# Device Problem - No Parallel Port?

## STiAT

Hi Everyone. I move this now because i talked in IRC and think now it's a hardware-issue!

I installed my Parallel-Port as a module, options are PC-Style and FIFO.

Now, okay, i set the modules parport and parport_pc to the modules.autoload

When i boot, he starts the modules and says everything great.

Now, when i look in my /dev, there is no /dev/lp0 and no /dev/printers/0.

So, i tried MAKEDEV lp, then i made a rm -f lp*, so he deleted the files created. Now, when i do a MAKEDEV lp again i get errors:

"Can't move lp0- to lp0: Permission denied"

the same with lp1 and lp2. I did su to root.

So, now, i needed to activate VIA-Cipset on IDE, maybe there is also something with the parallel port? Using a MSI KT7-Turbo/R

So, now, what i need?

I need someone can provide help getting this parallel port running. I already have the driver for my printer (Brother 1250, from linuxprinting for PDQ), installed PDQ; i only need the device for my printer.

I now have a complete gentoo, optimized for my needs, but only the printer / parallel port won't work.

Someone told me that this could happen if the parallel port wasn't found, that the modules don't create the devices when no parallel port was found. I am using a on-board parallel port, so no extra PCI card or like that.

PLEASE HELP!!

STiAT

----------

## STiAT

Now, i will a little bit complete my posting!

It seems he finds my parallel port, when gentoo starts paralell port devices, my printer goes to warm up.

But, there still is no /dev/lp0 or /dev/printers/0

shouldn't create the module the device automatically when it starts?

In my /var/log/messages i can find the following entries:

parport0: PC-style at 0x378 [PCSPP(,...)]

parport_pc: VIA 686A Parallel port: io=0x370

if that helps you.
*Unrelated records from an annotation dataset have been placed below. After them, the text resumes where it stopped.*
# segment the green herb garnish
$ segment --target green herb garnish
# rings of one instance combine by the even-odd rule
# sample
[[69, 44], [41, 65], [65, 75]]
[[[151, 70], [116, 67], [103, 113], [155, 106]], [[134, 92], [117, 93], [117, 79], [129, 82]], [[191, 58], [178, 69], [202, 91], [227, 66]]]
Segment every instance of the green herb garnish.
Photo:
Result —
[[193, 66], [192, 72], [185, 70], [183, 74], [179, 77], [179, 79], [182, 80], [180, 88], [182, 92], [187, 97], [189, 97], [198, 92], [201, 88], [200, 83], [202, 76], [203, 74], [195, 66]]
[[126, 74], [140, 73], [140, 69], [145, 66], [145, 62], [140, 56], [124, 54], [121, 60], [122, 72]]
So he knows my device, but why it isn't listed by devfs??

STiAT

----------

## tdm

 *Quote:*   

> I installed my Parallel-Port as a module, options are PC-Style and FIFO.

 

I got the same problem as you.. only I have them compiled into the kernel.

But still no printer device  :Sad: 

Any one has an idea?

----------

## rommel

have you guys loaded drivers for your printer...did you install cups or anything....i just set up my printer lastnight...and first i installed cups then i went to the sight that the desktop configuration howto points to for drivers...got the gdi driver for my printer saved the file to my desktop...started konqueror then hit the print button which brought up the add printer dialoge since i didnt have a printer defined went through my printer was in the hardware list i clicked other pointed it to the driver script i had just saved and that was it.

and then the /dev/lp0 was setup 

read the howto even though it doesnt get real specific it has links that may help.

ciao

----------

## TheWart

If I remeber correctly, there is an option in the kernel that specifically allows printers,  IIRC, it is in the characters section.  You need to enable that AS WELL as the parport stuff.

----------

## tdm

Okay, I'll check my kernel settings again  :Smile: 

----------